The true relationship between the presence of vacuum phenomena and Kümmell's disease remains unclear. Because Lafforgue et al. [26] showed intradiscal vacuum phenomenon adjacent to vertebral collapse to be common, the question arises whether the presence of vacuum phenomenon in the adjacent vertebral body always represents osteonecrosis. A compressed vertebral body commonly fractures through the endplate; therefore, it is possible that the intraosseous gas came from gas in the disk rather than occurring as an isolated development [35]. Some vertebra in our patients felt hard during needle placement, whereas others were soft. Although some evidence of necrotic bone was found by Hasegawa et al. [25], we agree with those researchers that the chief emphasis should be that these intraosseous vacuum phenomena represent vertebral body nonunions or pseudarthroses. We also question the necessity for osteonecrosis to be present before the term "Kümmell's disease" is used because Kümmell [14] did not have histologic proof in any of his cases and his description of Kümmell's disease occurred before the development of radiography.

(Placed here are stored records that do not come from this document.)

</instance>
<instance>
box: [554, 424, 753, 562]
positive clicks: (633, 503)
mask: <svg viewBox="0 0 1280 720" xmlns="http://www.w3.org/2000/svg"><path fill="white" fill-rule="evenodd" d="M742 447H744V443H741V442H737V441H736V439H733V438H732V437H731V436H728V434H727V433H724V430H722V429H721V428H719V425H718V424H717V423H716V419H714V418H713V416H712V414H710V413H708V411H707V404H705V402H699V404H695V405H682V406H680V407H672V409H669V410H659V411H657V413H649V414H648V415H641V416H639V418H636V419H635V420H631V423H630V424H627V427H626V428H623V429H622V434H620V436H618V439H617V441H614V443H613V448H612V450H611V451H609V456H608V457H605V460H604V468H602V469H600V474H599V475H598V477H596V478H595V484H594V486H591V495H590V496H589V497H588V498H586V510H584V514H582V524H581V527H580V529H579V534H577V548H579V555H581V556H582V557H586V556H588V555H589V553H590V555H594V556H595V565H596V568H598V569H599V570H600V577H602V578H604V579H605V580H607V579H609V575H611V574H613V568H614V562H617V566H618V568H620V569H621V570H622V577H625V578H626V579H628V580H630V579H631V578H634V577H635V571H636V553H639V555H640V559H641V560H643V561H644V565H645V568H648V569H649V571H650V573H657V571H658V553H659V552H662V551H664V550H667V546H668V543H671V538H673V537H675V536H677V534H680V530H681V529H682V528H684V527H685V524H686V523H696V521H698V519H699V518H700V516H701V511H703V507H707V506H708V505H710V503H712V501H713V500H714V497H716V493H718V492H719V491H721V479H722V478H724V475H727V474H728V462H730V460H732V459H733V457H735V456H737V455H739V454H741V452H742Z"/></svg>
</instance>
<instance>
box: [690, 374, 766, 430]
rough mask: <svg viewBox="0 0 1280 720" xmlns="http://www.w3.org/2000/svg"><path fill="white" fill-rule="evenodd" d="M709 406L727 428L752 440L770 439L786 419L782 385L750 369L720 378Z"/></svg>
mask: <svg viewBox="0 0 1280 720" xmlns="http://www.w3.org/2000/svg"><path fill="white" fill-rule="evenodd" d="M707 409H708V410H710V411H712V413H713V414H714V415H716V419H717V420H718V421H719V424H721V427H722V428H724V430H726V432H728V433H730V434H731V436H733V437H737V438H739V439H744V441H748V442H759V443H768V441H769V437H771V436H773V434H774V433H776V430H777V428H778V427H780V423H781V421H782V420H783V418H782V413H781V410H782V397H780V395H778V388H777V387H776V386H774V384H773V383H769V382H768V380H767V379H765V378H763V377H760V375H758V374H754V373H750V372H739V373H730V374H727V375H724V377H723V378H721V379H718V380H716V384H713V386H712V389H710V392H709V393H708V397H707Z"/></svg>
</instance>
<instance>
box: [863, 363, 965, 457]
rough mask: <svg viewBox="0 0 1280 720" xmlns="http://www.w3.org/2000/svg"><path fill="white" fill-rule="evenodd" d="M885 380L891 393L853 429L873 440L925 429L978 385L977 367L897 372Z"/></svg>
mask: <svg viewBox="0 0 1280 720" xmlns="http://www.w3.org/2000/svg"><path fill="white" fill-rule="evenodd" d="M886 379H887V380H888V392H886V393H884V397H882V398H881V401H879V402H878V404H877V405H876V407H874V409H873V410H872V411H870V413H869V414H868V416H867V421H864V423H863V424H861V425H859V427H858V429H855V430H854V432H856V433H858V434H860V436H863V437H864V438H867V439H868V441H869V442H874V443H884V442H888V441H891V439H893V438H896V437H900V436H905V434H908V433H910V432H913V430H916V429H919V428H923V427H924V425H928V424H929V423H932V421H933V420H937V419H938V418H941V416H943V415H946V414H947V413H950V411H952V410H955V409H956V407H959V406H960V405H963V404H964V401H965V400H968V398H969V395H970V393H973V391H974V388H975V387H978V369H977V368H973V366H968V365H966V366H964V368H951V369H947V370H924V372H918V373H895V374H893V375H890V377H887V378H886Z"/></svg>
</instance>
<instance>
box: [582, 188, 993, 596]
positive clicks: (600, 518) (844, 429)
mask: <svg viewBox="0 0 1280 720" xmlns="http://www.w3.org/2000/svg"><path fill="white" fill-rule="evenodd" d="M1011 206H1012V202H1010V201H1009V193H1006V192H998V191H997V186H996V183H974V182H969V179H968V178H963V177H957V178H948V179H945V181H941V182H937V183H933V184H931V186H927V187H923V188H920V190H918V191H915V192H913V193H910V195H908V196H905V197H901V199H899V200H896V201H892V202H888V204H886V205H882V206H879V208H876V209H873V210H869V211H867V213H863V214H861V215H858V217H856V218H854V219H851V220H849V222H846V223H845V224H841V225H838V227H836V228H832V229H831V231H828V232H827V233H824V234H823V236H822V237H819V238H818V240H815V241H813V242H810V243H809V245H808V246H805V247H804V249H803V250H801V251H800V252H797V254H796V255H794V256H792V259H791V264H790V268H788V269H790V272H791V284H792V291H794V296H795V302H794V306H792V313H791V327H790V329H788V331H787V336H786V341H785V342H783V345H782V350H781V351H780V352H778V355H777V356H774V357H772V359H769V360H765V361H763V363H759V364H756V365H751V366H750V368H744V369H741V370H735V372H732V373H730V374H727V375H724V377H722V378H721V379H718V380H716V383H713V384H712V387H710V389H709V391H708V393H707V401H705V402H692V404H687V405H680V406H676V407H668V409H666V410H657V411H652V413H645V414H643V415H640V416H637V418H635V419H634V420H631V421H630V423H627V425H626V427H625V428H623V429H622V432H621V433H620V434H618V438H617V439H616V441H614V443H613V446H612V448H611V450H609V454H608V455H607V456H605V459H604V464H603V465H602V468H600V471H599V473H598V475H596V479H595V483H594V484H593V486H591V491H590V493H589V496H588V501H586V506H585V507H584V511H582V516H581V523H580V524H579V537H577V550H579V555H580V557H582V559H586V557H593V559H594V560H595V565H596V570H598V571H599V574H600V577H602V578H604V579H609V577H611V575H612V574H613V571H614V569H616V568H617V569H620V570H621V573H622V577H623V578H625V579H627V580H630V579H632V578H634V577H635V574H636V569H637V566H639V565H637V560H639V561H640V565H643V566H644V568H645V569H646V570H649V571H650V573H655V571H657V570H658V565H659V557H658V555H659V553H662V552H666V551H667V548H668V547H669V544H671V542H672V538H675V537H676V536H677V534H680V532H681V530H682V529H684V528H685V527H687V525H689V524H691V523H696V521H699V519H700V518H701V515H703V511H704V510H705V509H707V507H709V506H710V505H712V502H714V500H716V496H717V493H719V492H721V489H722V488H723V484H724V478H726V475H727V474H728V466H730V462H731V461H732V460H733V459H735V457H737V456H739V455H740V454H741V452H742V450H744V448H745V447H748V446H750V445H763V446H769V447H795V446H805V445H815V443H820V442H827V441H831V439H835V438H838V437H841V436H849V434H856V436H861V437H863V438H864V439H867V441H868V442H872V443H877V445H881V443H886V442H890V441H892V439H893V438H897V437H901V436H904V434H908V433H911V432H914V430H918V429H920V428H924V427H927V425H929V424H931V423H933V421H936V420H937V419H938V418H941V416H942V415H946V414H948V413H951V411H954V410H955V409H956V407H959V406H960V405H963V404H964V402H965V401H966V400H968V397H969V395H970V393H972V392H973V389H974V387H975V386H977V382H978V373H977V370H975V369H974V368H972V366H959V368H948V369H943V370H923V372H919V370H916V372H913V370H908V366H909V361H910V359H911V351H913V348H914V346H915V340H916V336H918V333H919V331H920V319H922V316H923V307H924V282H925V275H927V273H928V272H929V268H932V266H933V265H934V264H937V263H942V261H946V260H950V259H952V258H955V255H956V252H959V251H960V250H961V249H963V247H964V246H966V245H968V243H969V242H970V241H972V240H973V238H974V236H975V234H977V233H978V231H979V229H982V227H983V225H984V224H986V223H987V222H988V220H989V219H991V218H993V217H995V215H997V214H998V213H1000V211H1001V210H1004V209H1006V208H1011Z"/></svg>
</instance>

In summary, percutaneous vertebroplasty is a useful technique for management of painful compression fractures with intraosseous vacuum phenomena, all of which probably represent vertebral body pseudarthroses. On the basis of our experience, percutaneous vertebroplasty is a safe procedure that provides pain relief and vertebral stabilization in most patients with painful fractured vertebra with intraosseous vacuum phenomena.